Re: Review request for 6977034 Thread.getState() very slow

[Date Prev][Date Next][Thread Prev][Thread Next][Date Index][Thread Index]

 



 On 12/6/10 5:27 PM, Robert Lougher wrote:
Hi Mandy,

On 6 December 2010 19:26, Mandy Chung<mandy.chung@xxxxxxxxxx>  wrote:
Remi, Eamonn, Brian, David, Doug,

Thanks for the feedback.

I don't know if you welcome external feedback, but I'd like to point
out (if you're not already aware) that this change modifies the VM
interface.

Any feedback is welcome. That's the intent to post this for the openjdk discussion. Thanks for the information that this change will break CACAO of OpenJDK.
While I'm cognisant of the reason for the change, my understanding of
the existing map mechanism is that it makes the JDK class library
independent of the underlying VM thread status values.  The value of
Thread.threadStatus is opaque, with the mapping from VM thread status
being determined by the following VM interface functions (see
hotspot/src/share/vm/prims/jvm.h):

------------------
/*
  * Returns an array of the threadStatus values representing the
  * given Java thread state.  Returns NULL if the VM version is
  * incompatible with the JDK or doesn't support the given
  * Java thread state.
  */
JNIEXPORT jintArray JNICALL
JVM_GetThreadStateValues(JNIEnv* env, jint javaThreadState);

/*
  * Returns an array of the substate names representing the
  * given Java thread state.  Returns NULL if the VM version is
  * incompatible with the JDK or the VM doesn't support
  * the given Java thread state.
  * values must be the jintArray returned from JVM_GetThreadStateValues
  * and javaThreadState.
  */
JNIEXPORT jobjectArray JNICALL
JVM_GetThreadStateNames(JNIEnv* env, jint javaThreadState, jintArray values);

------------------

These two functions are used by the native method
sun.misc.VM.getThreadStateValues to setup the arrays which are then
used to initialise the map.

This change breaks this abstraction, and requires Thread.threadStatus
to be a JVM TI thread state (which happens to match Hotspot's internal
thread state).  This change will therefore break any VM which does not
have an internal thread state based on JVM TI.
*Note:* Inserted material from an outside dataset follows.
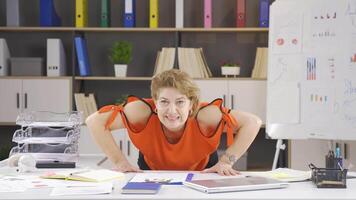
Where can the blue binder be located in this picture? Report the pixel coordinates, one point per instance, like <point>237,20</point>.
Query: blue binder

Indeed this fix will depend on this private interface between VM and JDK to set the threadStatus as JVM TI thread state. The VM implementation of setting Thread.threadStatus hasn't been changed since 1.5 and performance required by the profiling tools was one of the reasons done in that way.

As far as I'm aware, IKVM and CACAO are currently the only other users
of OpenJDK (I'm also nearing completion of a port to JamVM).
Unfortunately, from looking at CACAO I can see that this change will
break it.  It may also break IKVM, but I haven't checked.  I, of
course, can modify the internal thread states of JamVM to be
compatible.

I'm CC'ing CACAO's mailing list and GNU Classpath so that affected
parties can be made aware of this change.

Thanks for doing that.

As an aside, will there be
any later clean-up of the native method implementation and VM
interface?

I don't know of the project status. I suggest you to post this question to the common VM interface openjdk project:
   http://openjdk.java.net/projects/cvmi/
   cvmi-dev@xxxxxxxxxxxxxxxx

Thanks
Mandy
Thanks,
Rob.

On 12/04/10 04:22, Eamonn McManus wrote:

Hi Mandy,

This test:

         if ((threadStatus&  JVMTI_THREAD_STATE_RUNNABLE) == 1) {

is always false, since JVMTI_THREAD_STATE_RUNNABLE is 4. (NetBeans 7.0
helpfully flags this; I'm not sure if earlier versions do.)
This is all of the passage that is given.